What does it mean to be a good citizen? In the Middle East, many ordinary people are risking their lives to demand governments which respond to citizens, care for citizens, are chosen by citizens.
In Tunisia and Egypt, citizens will have the opportunity to choose new governments, a right they have not been able to exercise for decades.
In Libya, protesting citizens are being mowed down by machine guns, as Muammar Gaddafi’s government keeps betting on violent repression to keep citizens out of power.
We face no such challenges in Illinois. We have just had a hotly contested election focused on critical issues. No shots were fired. Political campaign crowds were peaceful. The elections were free and fair.
So have we sufficiently exercised our responsibilities as citizens? Is voting the main task of good citizens in a democracy? I don’t think that is nearly enough. Being a good citizen is not mainly participating in elections every November. It means thinking about our neighbors every day. Let me give some examples.

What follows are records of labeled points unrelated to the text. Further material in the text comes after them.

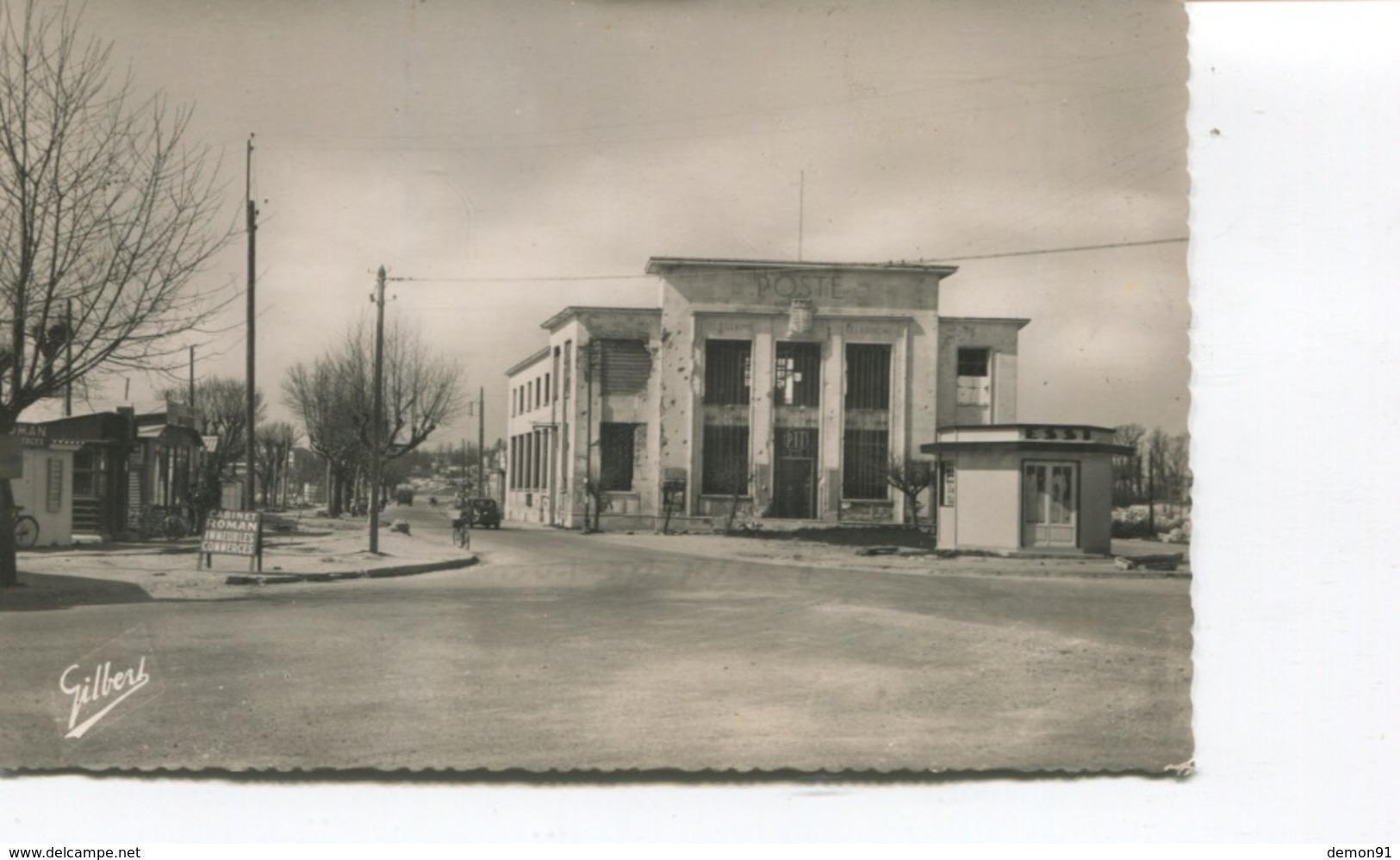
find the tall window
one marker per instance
(725, 459)
(618, 452)
(974, 385)
(799, 374)
(867, 376)
(867, 461)
(866, 441)
(727, 373)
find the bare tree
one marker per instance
(911, 477)
(221, 412)
(317, 396)
(1127, 468)
(275, 443)
(333, 401)
(107, 216)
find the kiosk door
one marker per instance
(1050, 503)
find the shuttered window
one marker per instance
(727, 371)
(725, 461)
(625, 366)
(618, 447)
(867, 376)
(866, 458)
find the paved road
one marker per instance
(564, 651)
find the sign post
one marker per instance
(231, 533)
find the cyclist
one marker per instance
(461, 523)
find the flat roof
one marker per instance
(665, 264)
(1021, 321)
(521, 366)
(582, 308)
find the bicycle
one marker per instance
(26, 530)
(461, 534)
(161, 521)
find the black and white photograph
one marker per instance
(595, 389)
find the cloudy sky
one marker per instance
(513, 159)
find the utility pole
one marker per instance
(801, 208)
(378, 408)
(481, 443)
(67, 358)
(252, 335)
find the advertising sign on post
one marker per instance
(231, 533)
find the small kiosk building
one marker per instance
(1025, 488)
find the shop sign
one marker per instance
(11, 457)
(34, 436)
(231, 533)
(1059, 433)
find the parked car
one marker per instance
(485, 513)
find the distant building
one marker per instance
(96, 471)
(780, 389)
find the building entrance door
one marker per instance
(1050, 504)
(794, 490)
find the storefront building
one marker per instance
(756, 391)
(45, 488)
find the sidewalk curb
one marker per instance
(867, 564)
(373, 573)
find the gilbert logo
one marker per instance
(98, 692)
(96, 685)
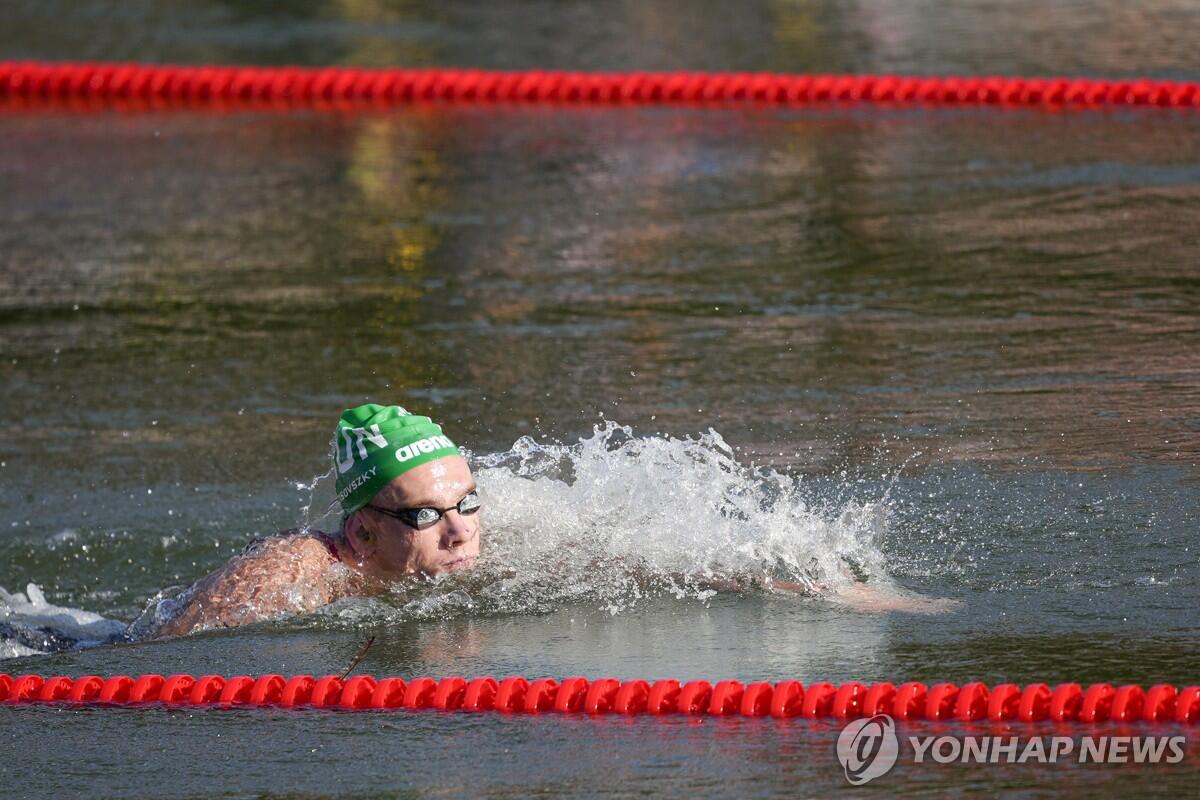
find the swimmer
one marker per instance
(409, 509)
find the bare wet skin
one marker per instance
(967, 336)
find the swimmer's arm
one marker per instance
(274, 579)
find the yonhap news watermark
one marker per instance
(869, 749)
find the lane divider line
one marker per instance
(160, 85)
(517, 695)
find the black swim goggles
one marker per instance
(427, 517)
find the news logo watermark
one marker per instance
(869, 749)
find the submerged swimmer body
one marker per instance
(411, 510)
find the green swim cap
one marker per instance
(373, 444)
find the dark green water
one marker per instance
(983, 323)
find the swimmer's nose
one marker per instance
(459, 530)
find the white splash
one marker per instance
(30, 612)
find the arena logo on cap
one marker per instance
(426, 445)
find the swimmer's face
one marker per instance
(393, 548)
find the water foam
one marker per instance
(30, 625)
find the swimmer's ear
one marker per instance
(361, 540)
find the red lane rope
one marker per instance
(516, 695)
(34, 83)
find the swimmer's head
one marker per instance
(408, 494)
(376, 444)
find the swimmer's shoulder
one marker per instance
(297, 543)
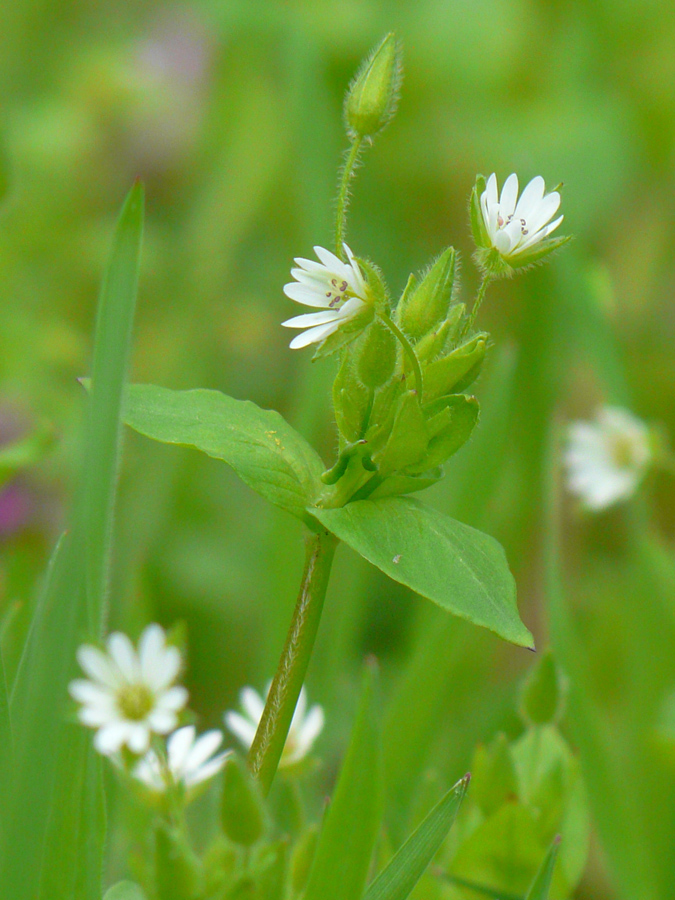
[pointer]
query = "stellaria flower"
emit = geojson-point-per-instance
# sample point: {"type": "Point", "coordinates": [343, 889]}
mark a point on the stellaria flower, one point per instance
{"type": "Point", "coordinates": [129, 694]}
{"type": "Point", "coordinates": [607, 458]}
{"type": "Point", "coordinates": [515, 227]}
{"type": "Point", "coordinates": [305, 726]}
{"type": "Point", "coordinates": [335, 287]}
{"type": "Point", "coordinates": [189, 760]}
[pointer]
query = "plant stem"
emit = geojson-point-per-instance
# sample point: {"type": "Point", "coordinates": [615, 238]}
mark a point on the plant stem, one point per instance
{"type": "Point", "coordinates": [268, 744]}
{"type": "Point", "coordinates": [487, 278]}
{"type": "Point", "coordinates": [407, 349]}
{"type": "Point", "coordinates": [343, 195]}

Sidewalks bring up citizenship issues. Our city government cannot afford the machinery to plow our sidewalks after big snow storms. We don’t want our local taxes raised to buy sidewalk Bobcats. We must shovel the sidewalks ourselves, so that our fellow citizens can avoid walking in the streets. One of my neighbors went much further in the direction of good sidewalk citizenship. He paid to have the brick sidewalk in front of his house relaid. Instead of spending his money on home improvements that benefited only his family, he chose to benefit his historic neighborhood. That was heroic local citizenship.
Litter is a citizenship issue. Dropping your junk in public places shows disdain for fellow citizens. Picking up litter helps keep our neighborhoods clean and attractive. Speaking up when we see others littering is teaching good citizenship.

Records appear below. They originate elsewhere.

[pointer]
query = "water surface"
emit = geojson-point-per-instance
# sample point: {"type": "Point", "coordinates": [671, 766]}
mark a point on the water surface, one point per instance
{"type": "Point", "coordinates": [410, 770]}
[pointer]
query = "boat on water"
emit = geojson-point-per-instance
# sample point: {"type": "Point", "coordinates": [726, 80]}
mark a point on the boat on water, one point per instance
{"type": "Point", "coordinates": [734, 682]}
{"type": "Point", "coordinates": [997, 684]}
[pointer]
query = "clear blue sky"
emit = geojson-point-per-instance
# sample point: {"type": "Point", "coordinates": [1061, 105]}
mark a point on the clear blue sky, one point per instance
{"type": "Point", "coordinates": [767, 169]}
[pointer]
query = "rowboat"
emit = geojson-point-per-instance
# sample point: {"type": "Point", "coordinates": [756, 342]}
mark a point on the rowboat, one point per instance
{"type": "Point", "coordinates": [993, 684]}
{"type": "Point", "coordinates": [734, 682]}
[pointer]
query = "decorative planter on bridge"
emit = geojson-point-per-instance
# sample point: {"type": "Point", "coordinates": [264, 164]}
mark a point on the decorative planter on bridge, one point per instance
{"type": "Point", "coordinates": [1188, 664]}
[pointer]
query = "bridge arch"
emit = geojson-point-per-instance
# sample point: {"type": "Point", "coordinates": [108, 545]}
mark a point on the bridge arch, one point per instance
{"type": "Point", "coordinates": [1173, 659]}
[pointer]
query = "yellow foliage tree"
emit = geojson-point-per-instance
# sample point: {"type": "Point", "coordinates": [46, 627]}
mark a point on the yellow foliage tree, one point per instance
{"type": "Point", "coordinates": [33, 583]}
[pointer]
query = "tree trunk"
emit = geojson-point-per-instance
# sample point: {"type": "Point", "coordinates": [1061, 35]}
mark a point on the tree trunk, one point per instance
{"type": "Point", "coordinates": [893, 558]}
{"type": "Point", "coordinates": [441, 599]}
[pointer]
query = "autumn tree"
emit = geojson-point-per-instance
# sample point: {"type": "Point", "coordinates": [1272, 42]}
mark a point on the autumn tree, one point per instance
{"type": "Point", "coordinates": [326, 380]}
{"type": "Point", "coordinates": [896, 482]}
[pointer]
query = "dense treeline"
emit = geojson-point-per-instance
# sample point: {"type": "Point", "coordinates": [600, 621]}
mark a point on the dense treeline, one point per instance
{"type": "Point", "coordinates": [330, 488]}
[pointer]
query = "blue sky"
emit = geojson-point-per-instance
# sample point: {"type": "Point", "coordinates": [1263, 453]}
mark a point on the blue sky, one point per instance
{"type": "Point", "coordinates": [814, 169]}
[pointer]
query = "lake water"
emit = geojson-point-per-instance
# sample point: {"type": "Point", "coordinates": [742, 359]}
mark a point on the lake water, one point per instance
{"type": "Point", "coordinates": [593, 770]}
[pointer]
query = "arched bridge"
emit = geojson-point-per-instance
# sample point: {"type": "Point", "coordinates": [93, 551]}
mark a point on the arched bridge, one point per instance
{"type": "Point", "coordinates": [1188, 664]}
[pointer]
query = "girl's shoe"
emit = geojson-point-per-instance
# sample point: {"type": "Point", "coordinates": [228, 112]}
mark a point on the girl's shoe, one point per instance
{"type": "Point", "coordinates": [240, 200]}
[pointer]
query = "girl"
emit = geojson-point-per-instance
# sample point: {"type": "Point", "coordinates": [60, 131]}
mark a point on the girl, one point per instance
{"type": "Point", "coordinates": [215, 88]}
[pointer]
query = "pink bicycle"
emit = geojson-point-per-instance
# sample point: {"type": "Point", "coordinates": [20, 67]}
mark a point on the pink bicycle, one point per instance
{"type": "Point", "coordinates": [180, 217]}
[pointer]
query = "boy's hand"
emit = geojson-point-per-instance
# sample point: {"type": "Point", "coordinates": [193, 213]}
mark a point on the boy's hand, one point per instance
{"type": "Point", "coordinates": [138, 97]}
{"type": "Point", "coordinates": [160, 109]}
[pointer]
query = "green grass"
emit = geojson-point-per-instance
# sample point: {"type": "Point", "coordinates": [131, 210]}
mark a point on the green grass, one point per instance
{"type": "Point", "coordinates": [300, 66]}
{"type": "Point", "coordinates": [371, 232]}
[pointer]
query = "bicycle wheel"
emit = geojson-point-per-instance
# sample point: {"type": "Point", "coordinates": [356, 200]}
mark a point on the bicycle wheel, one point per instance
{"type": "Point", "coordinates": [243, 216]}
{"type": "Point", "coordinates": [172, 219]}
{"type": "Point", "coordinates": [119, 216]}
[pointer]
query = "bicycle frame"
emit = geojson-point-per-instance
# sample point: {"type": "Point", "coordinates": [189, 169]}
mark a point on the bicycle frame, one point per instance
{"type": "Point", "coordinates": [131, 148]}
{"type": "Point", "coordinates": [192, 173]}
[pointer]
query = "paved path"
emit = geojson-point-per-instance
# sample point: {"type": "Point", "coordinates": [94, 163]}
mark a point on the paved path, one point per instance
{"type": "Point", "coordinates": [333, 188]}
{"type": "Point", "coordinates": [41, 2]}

Recycling is a citizenship issue. Reducing the waste that must be buried, and allowing our resources to be reused benefits all of us. It takes extra time to separate our garbage, and that is exactly what good citizenship is – taking time and effort to do something good for our community.

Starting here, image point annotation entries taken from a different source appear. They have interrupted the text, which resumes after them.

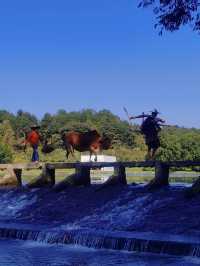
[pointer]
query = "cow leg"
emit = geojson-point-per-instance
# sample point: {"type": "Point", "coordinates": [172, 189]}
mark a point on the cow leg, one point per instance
{"type": "Point", "coordinates": [95, 158]}
{"type": "Point", "coordinates": [90, 156]}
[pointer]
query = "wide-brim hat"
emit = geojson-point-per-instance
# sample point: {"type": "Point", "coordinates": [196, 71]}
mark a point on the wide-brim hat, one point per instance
{"type": "Point", "coordinates": [35, 126]}
{"type": "Point", "coordinates": [155, 111]}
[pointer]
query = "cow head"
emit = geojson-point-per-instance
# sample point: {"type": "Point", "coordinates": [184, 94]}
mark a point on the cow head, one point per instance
{"type": "Point", "coordinates": [105, 143]}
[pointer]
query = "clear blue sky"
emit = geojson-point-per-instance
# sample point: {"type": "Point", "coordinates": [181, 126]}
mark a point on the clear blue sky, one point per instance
{"type": "Point", "coordinates": [96, 54]}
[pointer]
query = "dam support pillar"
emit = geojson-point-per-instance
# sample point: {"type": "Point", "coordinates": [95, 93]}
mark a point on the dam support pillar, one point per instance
{"type": "Point", "coordinates": [12, 178]}
{"type": "Point", "coordinates": [194, 189]}
{"type": "Point", "coordinates": [81, 177]}
{"type": "Point", "coordinates": [161, 176]}
{"type": "Point", "coordinates": [118, 178]}
{"type": "Point", "coordinates": [46, 178]}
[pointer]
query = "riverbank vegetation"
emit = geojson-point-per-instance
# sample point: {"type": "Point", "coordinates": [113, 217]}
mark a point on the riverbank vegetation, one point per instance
{"type": "Point", "coordinates": [177, 143]}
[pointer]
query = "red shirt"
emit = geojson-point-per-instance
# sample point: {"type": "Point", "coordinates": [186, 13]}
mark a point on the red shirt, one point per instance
{"type": "Point", "coordinates": [33, 138]}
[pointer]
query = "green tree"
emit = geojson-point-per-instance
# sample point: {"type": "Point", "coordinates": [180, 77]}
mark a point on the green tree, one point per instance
{"type": "Point", "coordinates": [173, 14]}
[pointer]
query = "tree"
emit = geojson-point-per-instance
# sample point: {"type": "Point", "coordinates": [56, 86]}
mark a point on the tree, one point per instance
{"type": "Point", "coordinates": [173, 14]}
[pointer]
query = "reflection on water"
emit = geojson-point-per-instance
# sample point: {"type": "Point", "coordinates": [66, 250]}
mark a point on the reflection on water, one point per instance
{"type": "Point", "coordinates": [33, 253]}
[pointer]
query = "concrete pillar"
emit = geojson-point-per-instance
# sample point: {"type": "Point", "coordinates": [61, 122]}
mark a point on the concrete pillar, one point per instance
{"type": "Point", "coordinates": [9, 179]}
{"type": "Point", "coordinates": [118, 178]}
{"type": "Point", "coordinates": [18, 173]}
{"type": "Point", "coordinates": [193, 190]}
{"type": "Point", "coordinates": [81, 177]}
{"type": "Point", "coordinates": [46, 178]}
{"type": "Point", "coordinates": [161, 176]}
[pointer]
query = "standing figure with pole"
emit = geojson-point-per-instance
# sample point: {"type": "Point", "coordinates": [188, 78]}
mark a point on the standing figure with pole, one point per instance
{"type": "Point", "coordinates": [33, 138]}
{"type": "Point", "coordinates": [150, 127]}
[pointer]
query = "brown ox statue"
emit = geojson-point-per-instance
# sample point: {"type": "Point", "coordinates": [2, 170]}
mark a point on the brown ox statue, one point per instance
{"type": "Point", "coordinates": [90, 141]}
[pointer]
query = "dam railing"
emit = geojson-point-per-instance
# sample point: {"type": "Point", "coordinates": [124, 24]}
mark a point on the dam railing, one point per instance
{"type": "Point", "coordinates": [82, 173]}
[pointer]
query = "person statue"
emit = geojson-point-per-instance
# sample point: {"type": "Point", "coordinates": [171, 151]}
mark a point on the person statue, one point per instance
{"type": "Point", "coordinates": [33, 138]}
{"type": "Point", "coordinates": [150, 128]}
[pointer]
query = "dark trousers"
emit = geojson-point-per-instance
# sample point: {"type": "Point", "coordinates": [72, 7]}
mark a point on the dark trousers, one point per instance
{"type": "Point", "coordinates": [35, 155]}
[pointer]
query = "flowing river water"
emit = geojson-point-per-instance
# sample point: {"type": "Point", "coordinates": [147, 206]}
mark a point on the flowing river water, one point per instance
{"type": "Point", "coordinates": [145, 220]}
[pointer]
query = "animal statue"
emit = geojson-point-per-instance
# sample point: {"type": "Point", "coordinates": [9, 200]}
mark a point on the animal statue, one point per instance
{"type": "Point", "coordinates": [90, 141]}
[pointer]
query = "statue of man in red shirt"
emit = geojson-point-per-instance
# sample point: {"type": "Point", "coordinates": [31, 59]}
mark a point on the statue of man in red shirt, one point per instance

I pick these mundane examples deliberately. Most of us are capable only of small deeds. We cannot leave our homes to volunteer in disaster zones, or make million-dollar contributions, or motivate crowds of people to take action. All we can do is to lead our lives in a way which contributes positively to the larger communities in which we live.
I like to plant trees. We know that planting trees is good for the earth: they convert carbon dioxide, a greenhouse gas, into oxygen; they prevent erosion; they offer shade and beauty. My most recent tree is a stick about 2 feet high. Its contribution to our environment will be minuscule. But planting trees, cleaning up litter, helping a person in need, donating to charity are like voting. They are what one person can do and what we all should do to make our country work. Alone we feel powerless, but we are not alone. Our future does not depend on the very rich or the very famous. It depends on whether we value the small things we all can accomplish.
It matters how we approach our roles as citizens. If we all rush out and buy guns, scream at people whose ideas we disagree with, and promote hatred of others in our communities, we will live in a violent, dangerous, angry society. If we all shovel sidewalks and pick up litter and take other small but constructive steps to make our lives and our neighbors’ lives better, our society will be healthy, friendly and strong.
Citizen action represents faith in the future and the strength of numbers. Rather than despair about how little difference my one tree can make, I rejoice in the years of beauty it will provide long after I’m gone. One tree isn’t much, but the 50 trees I have planted in the last 25 years already create landscapes of shade and health. Add my trees to those planted by millions of others, and we can transform our environment, make our communities more livable, give our children a better earth.